Hacker News new | ask | show | jobs
by cnity 1084 days ago
What I've heard (and what basically makes sense to me) is that falling back to the network layer as an abstraction is borne of web programmers trying their hand at building native applications (they do not know what dynamic linking is), with all that comes of it (both positive and negative).
2 comments

On the contrary, we came to realize the security and stability issues caused by loading foreign code in-process.

Modern hardware is powerful enough to go back to classical UNIX IPC for plugins, while achieving security and host stability in the process.

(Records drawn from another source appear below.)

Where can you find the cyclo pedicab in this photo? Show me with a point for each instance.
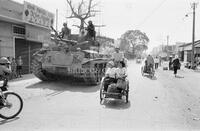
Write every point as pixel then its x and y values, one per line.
pixel 115 85
pixel 148 69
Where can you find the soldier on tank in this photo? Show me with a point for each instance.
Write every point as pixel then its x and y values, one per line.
pixel 90 30
pixel 65 32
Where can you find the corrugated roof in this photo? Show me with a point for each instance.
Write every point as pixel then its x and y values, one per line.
pixel 196 43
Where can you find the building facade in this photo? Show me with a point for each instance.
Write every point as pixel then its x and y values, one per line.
pixel 24 29
pixel 185 51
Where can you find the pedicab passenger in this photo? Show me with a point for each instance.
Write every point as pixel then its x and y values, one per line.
pixel 150 62
pixel 121 82
pixel 110 75
pixel 118 56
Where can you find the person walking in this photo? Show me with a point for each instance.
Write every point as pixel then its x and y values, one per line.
pixel 13 68
pixel 176 65
pixel 156 60
pixel 91 33
pixel 19 66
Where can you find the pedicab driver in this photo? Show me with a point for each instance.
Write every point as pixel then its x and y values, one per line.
pixel 110 75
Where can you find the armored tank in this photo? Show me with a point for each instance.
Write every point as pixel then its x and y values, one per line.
pixel 78 61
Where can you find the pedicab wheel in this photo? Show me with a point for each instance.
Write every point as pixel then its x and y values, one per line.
pixel 12 101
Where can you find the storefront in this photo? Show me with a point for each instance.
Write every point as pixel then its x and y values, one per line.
pixel 185 51
pixel 24 29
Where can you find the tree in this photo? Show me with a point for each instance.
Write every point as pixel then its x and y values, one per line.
pixel 136 40
pixel 82 11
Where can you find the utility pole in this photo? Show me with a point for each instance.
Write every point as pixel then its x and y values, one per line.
pixel 167 47
pixel 56 19
pixel 194 5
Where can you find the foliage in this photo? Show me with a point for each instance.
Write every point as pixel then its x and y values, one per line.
pixel 135 40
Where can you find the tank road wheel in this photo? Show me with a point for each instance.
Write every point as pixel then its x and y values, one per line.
pixel 37 70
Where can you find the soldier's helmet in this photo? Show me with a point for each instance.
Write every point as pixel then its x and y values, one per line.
pixel 65 24
pixel 4 60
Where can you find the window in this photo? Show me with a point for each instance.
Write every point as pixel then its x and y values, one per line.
pixel 19 30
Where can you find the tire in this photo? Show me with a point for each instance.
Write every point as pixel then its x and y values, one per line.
pixel 6 108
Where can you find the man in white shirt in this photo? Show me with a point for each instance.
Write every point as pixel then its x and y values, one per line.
pixel 118 56
pixel 110 75
pixel 156 60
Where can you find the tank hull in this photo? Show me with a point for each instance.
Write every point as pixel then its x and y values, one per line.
pixel 89 72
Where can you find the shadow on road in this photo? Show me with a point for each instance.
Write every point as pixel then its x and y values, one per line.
pixel 60 87
pixel 177 76
pixel 118 105
pixel 2 122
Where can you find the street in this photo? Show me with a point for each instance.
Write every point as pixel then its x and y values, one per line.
pixel 161 103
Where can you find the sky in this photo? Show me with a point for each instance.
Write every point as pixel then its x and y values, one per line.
pixel 157 18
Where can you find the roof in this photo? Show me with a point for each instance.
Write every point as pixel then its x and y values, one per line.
pixel 196 44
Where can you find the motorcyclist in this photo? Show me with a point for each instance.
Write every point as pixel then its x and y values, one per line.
pixel 4 71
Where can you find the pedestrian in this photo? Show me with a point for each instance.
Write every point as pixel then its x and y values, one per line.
pixel 65 32
pixel 156 60
pixel 13 68
pixel 19 66
pixel 176 65
pixel 91 33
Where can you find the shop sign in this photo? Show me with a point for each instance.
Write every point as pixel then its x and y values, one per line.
pixel 36 15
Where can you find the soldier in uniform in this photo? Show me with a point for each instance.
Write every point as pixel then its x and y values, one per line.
pixel 65 32
pixel 90 30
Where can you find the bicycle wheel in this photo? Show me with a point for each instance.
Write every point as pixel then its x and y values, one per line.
pixel 12 106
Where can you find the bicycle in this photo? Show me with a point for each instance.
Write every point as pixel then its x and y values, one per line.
pixel 11 103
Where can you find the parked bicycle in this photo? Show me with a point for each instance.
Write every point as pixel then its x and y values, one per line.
pixel 11 103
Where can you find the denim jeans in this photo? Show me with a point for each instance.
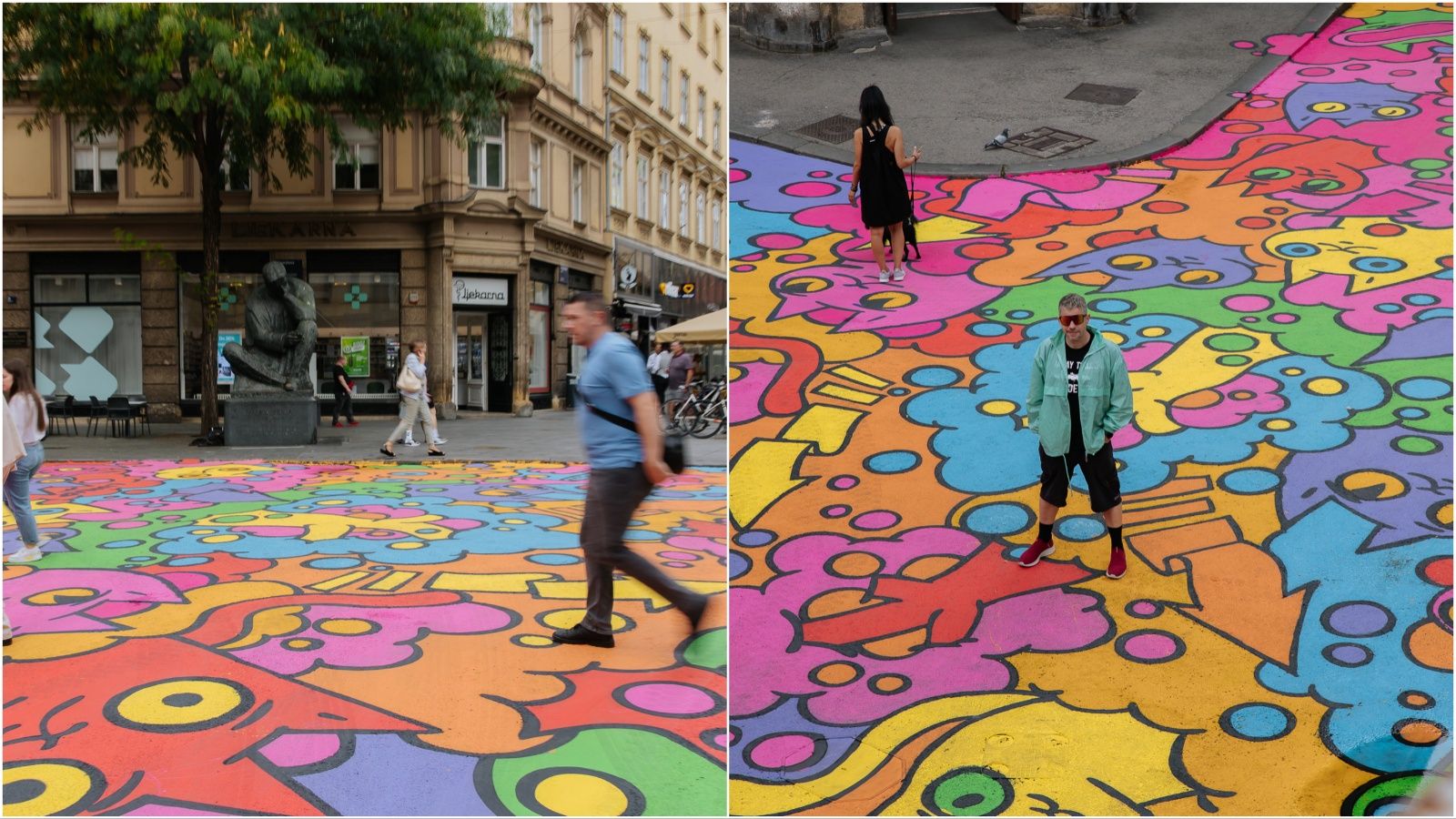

Plus, shared memory is still a possibility for performance, with the same caveats as loading in-process foreign code.

It is also how Plan 9 works, everyone loves Plan 9.

Pretty sure LSPs communicate by stdin/out don't they?

Agree generally.. But I gotta admit, MS's LSP protocol has been successfully implemented by many non-MS IDEs. I'm doubtful this would be the case had they defined a c api instead.

I looked it up and apparently this is left unspecified[0]. So I suppose I take that back!

Also yeah, I use LSPs and I myself don't have a strong grasp of the use of dynamically linked libraries. I don't mean it as a put-down of web programmers (I am one). There is value in this microservice type approach, though it does feel very "webby".

0: https://en.wikipedia.org/wiki/Language_Server_Protocol#Techn...

They communicate by all possible OS IPC protocols.